Born to a middle class family in northern France, Matisse endured an uneventful childhood. At the age of 18, he briefly moved to Paris to study law, and though he was successful, he did not enjoy it. A few years later, he became ill. Unable to leave his home, he spent his time drawing and discovered his affinity for painting.

As a result, he began to take art lessons from renowned artists at the Académie Julian in Paris, copying and studying the sculptures and paintings of old masters, particularly those from the Renaissance. However, this was a style from which he would soon break away.

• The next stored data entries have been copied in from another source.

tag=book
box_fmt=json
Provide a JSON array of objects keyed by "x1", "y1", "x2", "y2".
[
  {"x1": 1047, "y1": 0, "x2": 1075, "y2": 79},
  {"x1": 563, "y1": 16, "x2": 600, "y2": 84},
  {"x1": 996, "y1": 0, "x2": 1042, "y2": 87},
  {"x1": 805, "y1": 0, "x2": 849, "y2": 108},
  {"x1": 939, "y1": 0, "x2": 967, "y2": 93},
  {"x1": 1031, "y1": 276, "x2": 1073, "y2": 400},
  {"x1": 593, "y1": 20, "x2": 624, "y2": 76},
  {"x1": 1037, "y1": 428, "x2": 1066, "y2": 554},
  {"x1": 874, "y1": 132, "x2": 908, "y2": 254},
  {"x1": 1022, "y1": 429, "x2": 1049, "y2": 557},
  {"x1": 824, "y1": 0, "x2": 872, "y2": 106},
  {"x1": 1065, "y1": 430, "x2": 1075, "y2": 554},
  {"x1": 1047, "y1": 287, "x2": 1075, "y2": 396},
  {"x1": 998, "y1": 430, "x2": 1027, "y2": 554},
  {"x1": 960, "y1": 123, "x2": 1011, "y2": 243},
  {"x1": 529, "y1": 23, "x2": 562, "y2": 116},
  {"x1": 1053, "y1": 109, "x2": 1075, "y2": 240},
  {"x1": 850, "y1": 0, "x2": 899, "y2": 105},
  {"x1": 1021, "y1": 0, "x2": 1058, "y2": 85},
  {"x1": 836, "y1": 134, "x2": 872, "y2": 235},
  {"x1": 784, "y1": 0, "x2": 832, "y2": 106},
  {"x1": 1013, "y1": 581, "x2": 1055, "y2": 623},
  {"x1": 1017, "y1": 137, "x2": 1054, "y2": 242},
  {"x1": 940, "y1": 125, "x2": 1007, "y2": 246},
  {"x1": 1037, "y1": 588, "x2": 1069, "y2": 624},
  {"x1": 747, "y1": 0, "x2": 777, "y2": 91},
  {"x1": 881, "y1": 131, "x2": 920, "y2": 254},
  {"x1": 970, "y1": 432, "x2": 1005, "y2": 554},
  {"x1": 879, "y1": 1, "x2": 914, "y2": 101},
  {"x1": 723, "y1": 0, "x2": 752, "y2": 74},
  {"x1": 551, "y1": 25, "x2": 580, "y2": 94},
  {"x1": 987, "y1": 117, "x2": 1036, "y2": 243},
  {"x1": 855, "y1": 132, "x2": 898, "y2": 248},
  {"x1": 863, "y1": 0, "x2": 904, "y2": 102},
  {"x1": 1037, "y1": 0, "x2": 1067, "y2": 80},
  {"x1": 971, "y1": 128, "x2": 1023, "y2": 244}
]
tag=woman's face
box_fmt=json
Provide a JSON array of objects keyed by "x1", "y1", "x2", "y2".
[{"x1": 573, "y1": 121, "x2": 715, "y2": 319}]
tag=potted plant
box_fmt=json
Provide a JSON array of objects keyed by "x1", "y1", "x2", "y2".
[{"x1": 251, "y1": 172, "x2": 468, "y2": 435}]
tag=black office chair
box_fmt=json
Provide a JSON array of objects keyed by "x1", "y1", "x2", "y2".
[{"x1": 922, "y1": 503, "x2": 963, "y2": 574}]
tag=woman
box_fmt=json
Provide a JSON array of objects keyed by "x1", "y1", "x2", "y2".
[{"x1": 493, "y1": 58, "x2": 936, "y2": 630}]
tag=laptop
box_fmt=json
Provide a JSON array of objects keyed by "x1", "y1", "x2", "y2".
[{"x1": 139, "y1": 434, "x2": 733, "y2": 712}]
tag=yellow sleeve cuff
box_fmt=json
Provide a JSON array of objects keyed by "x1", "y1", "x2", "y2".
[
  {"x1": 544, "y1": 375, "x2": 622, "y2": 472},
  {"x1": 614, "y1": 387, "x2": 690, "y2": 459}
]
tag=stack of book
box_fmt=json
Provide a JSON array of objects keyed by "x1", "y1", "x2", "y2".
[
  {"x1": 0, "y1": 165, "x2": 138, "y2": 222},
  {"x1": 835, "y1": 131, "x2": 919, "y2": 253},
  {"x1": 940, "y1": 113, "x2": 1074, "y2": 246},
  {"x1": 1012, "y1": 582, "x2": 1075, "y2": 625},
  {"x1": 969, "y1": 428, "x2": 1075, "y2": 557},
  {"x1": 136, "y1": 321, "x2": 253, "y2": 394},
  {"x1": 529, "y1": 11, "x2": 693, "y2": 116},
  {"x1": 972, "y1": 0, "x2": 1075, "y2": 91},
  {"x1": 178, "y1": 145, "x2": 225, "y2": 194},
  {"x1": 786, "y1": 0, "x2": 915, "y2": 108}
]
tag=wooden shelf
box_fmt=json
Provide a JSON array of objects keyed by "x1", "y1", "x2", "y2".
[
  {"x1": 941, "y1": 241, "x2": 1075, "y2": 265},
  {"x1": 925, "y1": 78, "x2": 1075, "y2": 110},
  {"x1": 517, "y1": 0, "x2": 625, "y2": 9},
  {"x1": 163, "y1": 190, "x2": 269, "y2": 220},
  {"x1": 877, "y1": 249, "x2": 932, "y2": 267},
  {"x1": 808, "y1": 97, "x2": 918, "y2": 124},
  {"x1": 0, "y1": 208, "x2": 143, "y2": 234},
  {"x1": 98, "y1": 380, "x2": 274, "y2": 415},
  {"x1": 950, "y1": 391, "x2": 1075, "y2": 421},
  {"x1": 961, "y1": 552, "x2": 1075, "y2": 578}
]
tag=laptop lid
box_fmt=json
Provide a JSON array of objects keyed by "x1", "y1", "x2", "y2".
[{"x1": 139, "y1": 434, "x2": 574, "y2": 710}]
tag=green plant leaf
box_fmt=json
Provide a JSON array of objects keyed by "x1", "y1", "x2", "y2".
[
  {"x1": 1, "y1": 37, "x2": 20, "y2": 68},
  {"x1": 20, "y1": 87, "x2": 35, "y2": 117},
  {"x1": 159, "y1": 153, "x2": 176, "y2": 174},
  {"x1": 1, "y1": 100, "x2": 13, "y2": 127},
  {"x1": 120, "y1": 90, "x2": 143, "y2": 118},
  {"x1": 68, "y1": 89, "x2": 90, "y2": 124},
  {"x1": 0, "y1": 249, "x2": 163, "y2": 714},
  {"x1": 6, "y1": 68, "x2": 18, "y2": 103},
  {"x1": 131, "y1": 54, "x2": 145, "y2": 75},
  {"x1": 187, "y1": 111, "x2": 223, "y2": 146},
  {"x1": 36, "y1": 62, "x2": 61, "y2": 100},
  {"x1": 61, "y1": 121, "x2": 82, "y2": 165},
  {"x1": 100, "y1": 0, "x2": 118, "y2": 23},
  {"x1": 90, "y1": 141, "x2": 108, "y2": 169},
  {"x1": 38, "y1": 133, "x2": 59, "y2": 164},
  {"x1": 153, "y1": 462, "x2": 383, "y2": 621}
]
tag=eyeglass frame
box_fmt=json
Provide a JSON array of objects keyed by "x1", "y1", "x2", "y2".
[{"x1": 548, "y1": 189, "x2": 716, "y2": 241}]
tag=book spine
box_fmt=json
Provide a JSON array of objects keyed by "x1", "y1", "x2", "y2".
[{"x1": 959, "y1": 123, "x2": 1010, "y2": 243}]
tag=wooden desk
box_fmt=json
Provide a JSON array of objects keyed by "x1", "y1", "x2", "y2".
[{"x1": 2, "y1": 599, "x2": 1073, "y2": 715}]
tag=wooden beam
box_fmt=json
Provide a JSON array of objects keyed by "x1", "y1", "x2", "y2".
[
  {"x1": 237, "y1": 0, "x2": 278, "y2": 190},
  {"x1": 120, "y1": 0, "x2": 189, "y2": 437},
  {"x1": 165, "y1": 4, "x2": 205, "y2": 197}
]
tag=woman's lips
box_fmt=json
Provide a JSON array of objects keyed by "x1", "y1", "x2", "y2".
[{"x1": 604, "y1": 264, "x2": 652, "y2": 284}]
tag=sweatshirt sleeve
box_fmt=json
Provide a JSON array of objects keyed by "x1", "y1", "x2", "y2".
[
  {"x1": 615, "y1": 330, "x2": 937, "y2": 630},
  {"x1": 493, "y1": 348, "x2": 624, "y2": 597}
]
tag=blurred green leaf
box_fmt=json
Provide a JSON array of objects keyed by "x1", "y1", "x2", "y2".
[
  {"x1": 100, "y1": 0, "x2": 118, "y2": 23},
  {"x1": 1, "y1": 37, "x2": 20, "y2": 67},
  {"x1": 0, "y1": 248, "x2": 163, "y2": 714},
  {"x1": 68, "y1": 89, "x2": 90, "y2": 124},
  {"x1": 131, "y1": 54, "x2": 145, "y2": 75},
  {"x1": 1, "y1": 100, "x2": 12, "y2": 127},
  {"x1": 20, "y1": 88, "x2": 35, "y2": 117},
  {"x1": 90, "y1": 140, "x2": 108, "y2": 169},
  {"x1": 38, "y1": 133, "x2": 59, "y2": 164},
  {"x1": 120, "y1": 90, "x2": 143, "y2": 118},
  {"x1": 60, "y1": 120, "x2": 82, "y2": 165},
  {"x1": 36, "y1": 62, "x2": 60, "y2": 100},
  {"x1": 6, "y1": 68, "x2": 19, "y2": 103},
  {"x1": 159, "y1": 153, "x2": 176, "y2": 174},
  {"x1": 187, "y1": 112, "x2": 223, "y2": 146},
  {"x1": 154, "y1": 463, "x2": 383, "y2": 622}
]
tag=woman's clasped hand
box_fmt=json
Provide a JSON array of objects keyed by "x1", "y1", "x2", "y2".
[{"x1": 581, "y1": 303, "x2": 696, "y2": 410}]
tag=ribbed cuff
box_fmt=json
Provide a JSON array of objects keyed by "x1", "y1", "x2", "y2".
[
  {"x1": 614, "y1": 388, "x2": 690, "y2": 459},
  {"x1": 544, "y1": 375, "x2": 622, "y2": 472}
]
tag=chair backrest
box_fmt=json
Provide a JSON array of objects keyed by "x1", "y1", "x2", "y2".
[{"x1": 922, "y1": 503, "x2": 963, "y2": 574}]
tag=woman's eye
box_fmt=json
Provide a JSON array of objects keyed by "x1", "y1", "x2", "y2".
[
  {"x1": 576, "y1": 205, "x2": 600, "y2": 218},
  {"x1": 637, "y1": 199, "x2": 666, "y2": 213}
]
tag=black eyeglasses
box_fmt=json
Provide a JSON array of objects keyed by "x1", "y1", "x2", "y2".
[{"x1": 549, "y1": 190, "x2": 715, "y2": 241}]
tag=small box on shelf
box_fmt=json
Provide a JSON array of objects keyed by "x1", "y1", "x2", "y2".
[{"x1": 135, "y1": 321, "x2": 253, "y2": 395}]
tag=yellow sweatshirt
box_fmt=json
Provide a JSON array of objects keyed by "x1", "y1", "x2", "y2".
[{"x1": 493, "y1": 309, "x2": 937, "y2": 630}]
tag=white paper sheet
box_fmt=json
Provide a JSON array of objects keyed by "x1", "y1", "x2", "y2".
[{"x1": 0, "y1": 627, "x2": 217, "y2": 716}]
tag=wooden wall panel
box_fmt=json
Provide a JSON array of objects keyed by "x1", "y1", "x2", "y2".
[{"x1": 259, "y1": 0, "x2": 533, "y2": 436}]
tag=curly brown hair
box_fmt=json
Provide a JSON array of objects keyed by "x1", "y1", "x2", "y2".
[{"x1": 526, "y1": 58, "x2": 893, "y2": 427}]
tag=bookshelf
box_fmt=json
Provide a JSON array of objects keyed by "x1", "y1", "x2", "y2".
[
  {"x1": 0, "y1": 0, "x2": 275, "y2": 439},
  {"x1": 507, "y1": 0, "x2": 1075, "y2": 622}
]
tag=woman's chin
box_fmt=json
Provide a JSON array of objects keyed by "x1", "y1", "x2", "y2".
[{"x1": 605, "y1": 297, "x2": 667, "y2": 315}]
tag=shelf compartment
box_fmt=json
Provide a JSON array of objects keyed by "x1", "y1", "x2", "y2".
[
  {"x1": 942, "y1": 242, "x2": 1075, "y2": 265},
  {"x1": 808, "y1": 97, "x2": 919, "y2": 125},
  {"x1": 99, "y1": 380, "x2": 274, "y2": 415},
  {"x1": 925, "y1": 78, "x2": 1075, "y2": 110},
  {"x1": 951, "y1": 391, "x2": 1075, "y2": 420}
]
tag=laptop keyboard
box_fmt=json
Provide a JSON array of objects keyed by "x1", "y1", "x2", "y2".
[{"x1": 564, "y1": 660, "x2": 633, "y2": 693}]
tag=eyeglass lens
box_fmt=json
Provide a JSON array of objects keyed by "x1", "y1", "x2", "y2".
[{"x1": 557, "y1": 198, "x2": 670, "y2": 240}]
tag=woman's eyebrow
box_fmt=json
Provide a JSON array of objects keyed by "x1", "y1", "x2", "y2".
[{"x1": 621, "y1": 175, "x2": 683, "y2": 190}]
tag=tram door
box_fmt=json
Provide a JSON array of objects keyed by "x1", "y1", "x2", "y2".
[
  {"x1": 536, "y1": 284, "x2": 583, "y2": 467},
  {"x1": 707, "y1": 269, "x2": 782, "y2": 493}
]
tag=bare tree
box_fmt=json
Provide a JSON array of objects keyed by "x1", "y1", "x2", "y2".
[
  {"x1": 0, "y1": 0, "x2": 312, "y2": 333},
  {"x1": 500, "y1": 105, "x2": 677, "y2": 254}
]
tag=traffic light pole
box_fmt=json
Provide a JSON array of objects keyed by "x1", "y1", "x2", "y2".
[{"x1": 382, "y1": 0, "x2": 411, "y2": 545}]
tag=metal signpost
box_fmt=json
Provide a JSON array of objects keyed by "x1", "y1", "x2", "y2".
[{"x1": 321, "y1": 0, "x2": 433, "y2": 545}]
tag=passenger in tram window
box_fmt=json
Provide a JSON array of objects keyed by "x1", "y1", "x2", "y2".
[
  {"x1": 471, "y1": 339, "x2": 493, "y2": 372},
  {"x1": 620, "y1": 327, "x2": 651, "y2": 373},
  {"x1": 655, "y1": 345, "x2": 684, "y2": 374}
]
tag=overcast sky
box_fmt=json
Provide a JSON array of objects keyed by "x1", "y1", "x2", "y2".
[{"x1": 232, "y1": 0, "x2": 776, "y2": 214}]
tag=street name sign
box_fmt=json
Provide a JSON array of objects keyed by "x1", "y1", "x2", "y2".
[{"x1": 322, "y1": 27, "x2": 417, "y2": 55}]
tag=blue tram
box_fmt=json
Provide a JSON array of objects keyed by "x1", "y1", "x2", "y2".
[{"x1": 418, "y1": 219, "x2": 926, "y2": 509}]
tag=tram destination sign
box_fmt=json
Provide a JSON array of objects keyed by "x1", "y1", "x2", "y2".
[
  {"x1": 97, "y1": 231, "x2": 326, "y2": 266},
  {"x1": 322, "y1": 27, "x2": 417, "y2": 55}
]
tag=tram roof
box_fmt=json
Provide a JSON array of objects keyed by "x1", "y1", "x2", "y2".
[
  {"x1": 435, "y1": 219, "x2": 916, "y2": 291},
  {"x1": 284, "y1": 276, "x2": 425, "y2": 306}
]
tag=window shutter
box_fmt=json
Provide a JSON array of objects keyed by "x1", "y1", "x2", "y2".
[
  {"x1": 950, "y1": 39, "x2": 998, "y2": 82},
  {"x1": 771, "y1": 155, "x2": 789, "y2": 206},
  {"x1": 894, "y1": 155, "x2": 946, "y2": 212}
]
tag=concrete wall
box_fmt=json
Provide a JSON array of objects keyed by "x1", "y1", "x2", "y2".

After meeting other less conventional artists who did not follow this academic style, Matisse's work began to transform and reflect more on his power of expression than his ability to recreate the world around him. One of these artists was Gustave Moreau, an artist that incorporated dream-like subject matter with intense color. Matisse was highly inspired by this, as well as the work of Paul Gauguin, another artist famous for his use of wild color. Upon seeing these artists' work, Matisse's style took on rough, exuberant brushstrokes and intense color that had no relation to nature. He first displayed these works in 1905 at a gallery called Salon d'Automne, and the work was met with mixed reviews. One art critic described Matisse and his friends as 'fauves,' or 'wild beasts,' and this would coin the title for their artistic movement, Fauvism.

Matisse and Fauvism

Henri Matisse's work exudes bright, pure color and expressive form and composition. This was the epitome of the Fauvist style, the art movement led by Matisse which was defined by bright colors striving for strong emotional reactions. When creating his works, he simplifies figures, combining this with brushwork that is energetic and unblended, leaving each brushstroke visible. There is no shading to imply any three-dimensionality. Instead, he uses flat color and line to capture pure mood and emotion. Examine these two works by Henri Matisse to see how they fall into Fauvism.

Henri Matisse Femme au Chappeau 1905

Matisse's Femme au Chappeau (Woman with a Hat), painted when he was 36, caused an uproar when it was first displayed. The painting was a portrait of his wife, and upon first glance, he used typical composition to create the piece. Her position, clothing, and expression were all typical of a portrait of this time, but what caused the controversy was the manner in which he painted it. This was a prime example of what to expect from Matisse: conventional subject matter executed in an unconventional way. He rejected natural color, instead using pure swatches of blues, greens and purples to paint her figure and background. His main objective for this piece was to elicit an emotional response, not paint a likeness of his wife.